Türkiye’nin 2023 yılında dünyanın ilk on büyük ekonomisi arasına girmesi hepimize heyecan vermesi gereken bir hedef. Ancak bu hedefe ulaşmak için bu kez eskisinden farklı bir şeyler yapmamız gerekiyor. Dün Türkiye ekonomisi iç göçün etkisiyle büyüyordu. Yaklaşık elli yıl önce ben doğduğumda bu ülkede yaşayanların yüzde 30’u şehirlerde oturuyordu. Şimdilerde bu oran yüzde 75’e yaklaştı. Köyden şehre gelenler düşük verimlilikle çalıştıkları tarım sektöründen sanayi ve hizmetler sektörüne geçtiler. Birdenbire verimlilikleri üç katına çıkıverdi. Dikkat edin: Becerilerini fazla arttırmak gerekmeden verimliliklerini arttırabildiğimiz bir dönüşüm sürecinden geçti insanlarımız. Onlara fazla bir yatırım yapmadan yüksek bir verim elde edebildik. Ne sayede? İç göç sayesinde. Türkiye iç göç sayesinde tempolu bir biçimde büyüdü.
Şehirlerde yığılma
Ancak artık şehirlere yönelme değil, şehirlerde yığılma dönemine doğru gidiyoruz. Marmara Bölgesi nüfusu daha fazla artarsa, bu altyapı ile oralara gelenin olsa olsa verimliliğe negatif katkı yapmasını beklemek gerekiyor. Kanal İstanbul fikrini hâlâ sevmiyor olmamın en büyük nedeni budur. O projeye yalnızca proje maliyeti nedir diye bakmamak gerekiyor. O projeye, “Marmara Bölgesi’ne gelenlerin verimliliğe katkı yapabilmesi için bölgenin mesela lojistik altyapısına ne kadar yatırım yapılmalıdır?” diye bakmak gerekiyor. Geldiğimiz noktada Türkiye’nin büyüme meselesi şudur: Artık iç göç nedeniyle bir sektörden diğerine geçenin büyümeye ne kadar katkı yaptığına değil, herkesin çalıştığı sektörde verimliliğini nasıl arttırabileceğimize bakacağız. Köyden şehre gelip tarımdan sanayiye geçişe değil, mesela sanayi işçilerinin verimliliğini nasıl arttıracağımıza odaklanmalıyız. İşimiz daha zor yani. Artık birinci nesil reformların değil, orkestrasyon isteyen ikinci nesil reformların önemli olduğu bir sürecin içindeyiz.

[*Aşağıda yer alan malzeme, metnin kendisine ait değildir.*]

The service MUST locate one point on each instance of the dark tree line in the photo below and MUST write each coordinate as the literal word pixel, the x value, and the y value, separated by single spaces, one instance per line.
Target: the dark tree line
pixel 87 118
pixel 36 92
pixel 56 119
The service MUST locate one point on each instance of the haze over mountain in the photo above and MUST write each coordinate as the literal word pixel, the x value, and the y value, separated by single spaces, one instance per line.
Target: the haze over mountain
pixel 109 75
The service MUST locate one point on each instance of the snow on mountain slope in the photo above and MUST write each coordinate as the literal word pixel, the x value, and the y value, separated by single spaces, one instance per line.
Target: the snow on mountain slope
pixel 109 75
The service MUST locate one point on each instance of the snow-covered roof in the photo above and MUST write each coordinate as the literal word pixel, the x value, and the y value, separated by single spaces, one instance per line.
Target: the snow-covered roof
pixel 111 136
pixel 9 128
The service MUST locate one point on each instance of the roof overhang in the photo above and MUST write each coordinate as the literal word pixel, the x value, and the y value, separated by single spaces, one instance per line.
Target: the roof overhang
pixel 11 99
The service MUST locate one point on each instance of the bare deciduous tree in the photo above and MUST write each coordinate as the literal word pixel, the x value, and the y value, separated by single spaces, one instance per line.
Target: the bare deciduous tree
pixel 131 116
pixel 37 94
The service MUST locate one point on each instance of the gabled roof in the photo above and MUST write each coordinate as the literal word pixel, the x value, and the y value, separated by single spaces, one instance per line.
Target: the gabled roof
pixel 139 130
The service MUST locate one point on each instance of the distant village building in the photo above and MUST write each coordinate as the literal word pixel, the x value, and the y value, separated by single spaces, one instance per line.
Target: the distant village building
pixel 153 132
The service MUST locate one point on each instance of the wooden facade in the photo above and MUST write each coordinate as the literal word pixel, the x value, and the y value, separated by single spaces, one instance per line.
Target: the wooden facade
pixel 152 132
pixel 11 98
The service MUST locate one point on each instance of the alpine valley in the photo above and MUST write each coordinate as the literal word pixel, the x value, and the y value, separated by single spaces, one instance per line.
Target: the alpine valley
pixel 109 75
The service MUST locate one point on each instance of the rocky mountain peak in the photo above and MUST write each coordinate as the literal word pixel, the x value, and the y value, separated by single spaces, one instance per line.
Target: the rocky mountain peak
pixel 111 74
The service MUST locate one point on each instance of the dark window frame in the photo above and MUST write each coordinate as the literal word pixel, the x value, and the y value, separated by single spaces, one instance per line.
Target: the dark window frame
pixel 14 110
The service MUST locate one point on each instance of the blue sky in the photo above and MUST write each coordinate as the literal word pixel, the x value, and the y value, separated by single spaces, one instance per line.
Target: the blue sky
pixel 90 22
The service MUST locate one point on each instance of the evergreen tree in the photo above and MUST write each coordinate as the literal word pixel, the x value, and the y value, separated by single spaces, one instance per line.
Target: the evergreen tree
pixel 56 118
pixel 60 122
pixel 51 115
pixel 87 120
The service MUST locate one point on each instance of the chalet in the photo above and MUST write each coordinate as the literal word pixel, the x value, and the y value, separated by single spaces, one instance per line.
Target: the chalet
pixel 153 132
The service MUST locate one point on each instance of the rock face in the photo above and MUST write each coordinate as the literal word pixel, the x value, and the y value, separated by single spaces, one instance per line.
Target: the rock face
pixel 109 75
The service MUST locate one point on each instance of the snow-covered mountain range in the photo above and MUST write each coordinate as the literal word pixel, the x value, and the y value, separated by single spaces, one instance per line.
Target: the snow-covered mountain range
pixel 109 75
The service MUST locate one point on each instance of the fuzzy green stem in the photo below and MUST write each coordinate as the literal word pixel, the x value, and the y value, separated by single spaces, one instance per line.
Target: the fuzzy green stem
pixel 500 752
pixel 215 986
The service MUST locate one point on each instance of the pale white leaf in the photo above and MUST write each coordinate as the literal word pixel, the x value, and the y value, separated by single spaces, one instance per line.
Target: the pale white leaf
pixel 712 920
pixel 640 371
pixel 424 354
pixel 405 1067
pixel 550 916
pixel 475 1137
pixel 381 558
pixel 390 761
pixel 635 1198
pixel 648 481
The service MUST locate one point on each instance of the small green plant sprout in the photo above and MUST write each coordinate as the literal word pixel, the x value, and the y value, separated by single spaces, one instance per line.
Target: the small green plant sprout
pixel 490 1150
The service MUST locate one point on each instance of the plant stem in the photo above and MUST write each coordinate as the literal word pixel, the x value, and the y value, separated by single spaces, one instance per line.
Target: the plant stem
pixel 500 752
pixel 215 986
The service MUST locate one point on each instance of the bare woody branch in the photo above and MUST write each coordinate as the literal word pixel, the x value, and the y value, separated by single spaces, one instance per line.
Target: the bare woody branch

İkinci nesil reformlar, memlekette iş yapma biçimi ile yakından alakalı, kamu idaresinin yapısı ile birebir ilişkili reformlar. Böyle bakınca hükümetimizin KHK’lar vasıtasıyla İlk Yüz Gün Programı’nı uygulamak için kamu idaresinde yeniden yapılandırmaya gitmesi son derece manalı ve de amaca uygun.
Peki, bu KHK’lar öyle midir? Hayır. Ortada bir İlk Yüz Gün Programı var mıdır? Hayır.
Keşke olsaydı.
Keşke politik istikrar, politika istikrarının otomatikman garantisi olsaydı.